Southeast Asian leaders said Friday their governments should prepare to phase out economic stimulus measures introduced during the global financial crisis as their economies recover.

The Association of Southeast Asian Nations (ASEAN) leaders said at the end of an annual summit in the Vietnamese capital Hanoi that they were confident the support measures could be wound down without damaging economic recovery.
"We affirm the need to start working on mechanisms to reverse the fiscal and monetary stimulus and then phase out these policy accommodations," the leaders said in a joint statement.
They said they are "fully confident that at the appropriate time we will be able to do so effectively to ensure sustained recovery and development".
ASEAN's export-dependent economies were battered by the financial crisis that began in the United States in late 2008 and lasted well into last year.
Like the rest of Asia, ASEAN governments rolled out massive economic stimulus packages and policies to boost domestic spending and eased credit lines to help the region emerge from the crisis.
But the measures, in large part spending packages to boost domestic consumption in order to take the slack from falling exports, have strained government budgets.
The leaders said that as market conditions improve and regional economies begin to recover, governments must reconsider the support mechanisms and let the private sector lead the growth.
"We will maintain monetary and fiscal support while preparing for an orderly unwinding of expansionary policies until the recovery is on a firm footing," they said.
"We note that as market conditions and the economic outlook are improving, we need to reconsider the continued support of monetary and fiscal policies for sustained recovery and resumption of private credit flows in our economies."

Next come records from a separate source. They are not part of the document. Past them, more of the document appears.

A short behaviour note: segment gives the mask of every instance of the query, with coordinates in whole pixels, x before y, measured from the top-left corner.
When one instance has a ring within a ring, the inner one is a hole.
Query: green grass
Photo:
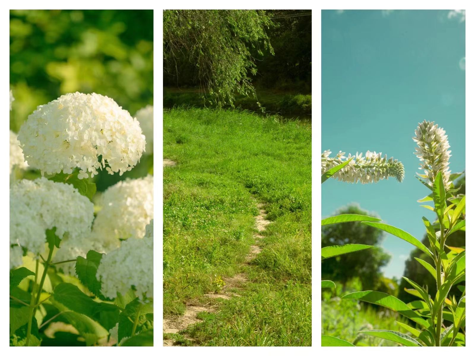
[[[222,277],[248,281],[187,332],[198,345],[311,343],[311,132],[246,112],[175,109],[163,115],[165,315],[204,305]],[[257,202],[267,226],[254,242]]]

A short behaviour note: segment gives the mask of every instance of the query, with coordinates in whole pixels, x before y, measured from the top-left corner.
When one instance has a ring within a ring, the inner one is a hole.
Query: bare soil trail
[[[169,159],[163,159],[163,167],[165,167],[165,161],[172,162],[171,164],[167,164],[166,165],[173,166],[176,164],[176,162],[171,161]],[[256,227],[259,232],[262,232],[266,230],[266,226],[272,222],[266,218],[266,211],[263,209],[264,204],[258,203],[256,205],[257,209],[259,210],[259,214],[256,216]],[[254,234],[254,238],[257,242],[259,239],[263,238],[264,236],[257,233]],[[250,247],[250,251],[245,258],[245,264],[248,264],[251,261],[256,258],[256,257],[262,251],[262,248],[257,244],[252,245]],[[239,289],[247,281],[247,278],[245,273],[238,273],[233,277],[224,277],[223,278],[226,283],[221,290],[219,293],[209,293],[205,295],[210,299],[214,300],[219,298],[222,299],[231,299],[235,297],[239,297],[239,295],[236,293],[230,291],[231,290]],[[217,309],[217,305],[212,305],[211,302],[208,303],[202,306],[198,306],[193,305],[190,303],[186,306],[186,309],[185,313],[181,316],[178,316],[172,317],[170,319],[163,319],[163,333],[174,333],[178,334],[180,331],[186,329],[190,325],[196,323],[199,323],[201,320],[197,318],[199,313],[202,311],[207,311],[213,312]],[[186,339],[188,339],[191,341],[193,339],[189,336],[184,335],[183,336]],[[179,345],[175,345],[172,340],[163,340],[163,346],[180,346]]]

International Monetary Fund (IMF) deputy managing director Naoyuki Shinohara said Thursday on the sidelines of ministerial talks also in Vietnam, that ASEAN as a group is expected to grow by 5.5 percent this year.
The forecast is better than the global average growth of 4.0 percent and sharply higher than the bloc's sluggish 1.3 percent expansion last year due to the global downturn.
ASEAN groups Brunei, Cambodia, Indonesia, Laos, Malaysia, Myanmar, the Philippines, Singapore, Thailand and Vietnam, a combined market of nearly 600 million people.
Economists have cautioned against hasty and disorderly exits from the stimulus packages.
World Bank chief economist for the East Asia and Pacific region Vikram Nehru said Wednesday the government fiscal stimulus measures should be allowed to run to the end of this year to see how effectively the private sector will take over as the major growth engine.
The leaders also pledged to continue cooperation to restore the "health of financial systems" and to boost monitoring procedures to spot any future problems at an early stage.
Regionally, Australia and India have raised interest rates to check inflation, and ASEAN member Malaysia last month hiked its key rate for the first time in almost four years after the economy emerged from recession.
Other ASEAN central banks, including the group's biggest member Indonesia, have kept interest rates steady.
While political developments in countries like Thailand could delay rate increases, "the bigger picture remains one where Asian economic growth is surprising on the upside and central banks have to hike rates sooner rather than later," Singapore's DBS Bank said.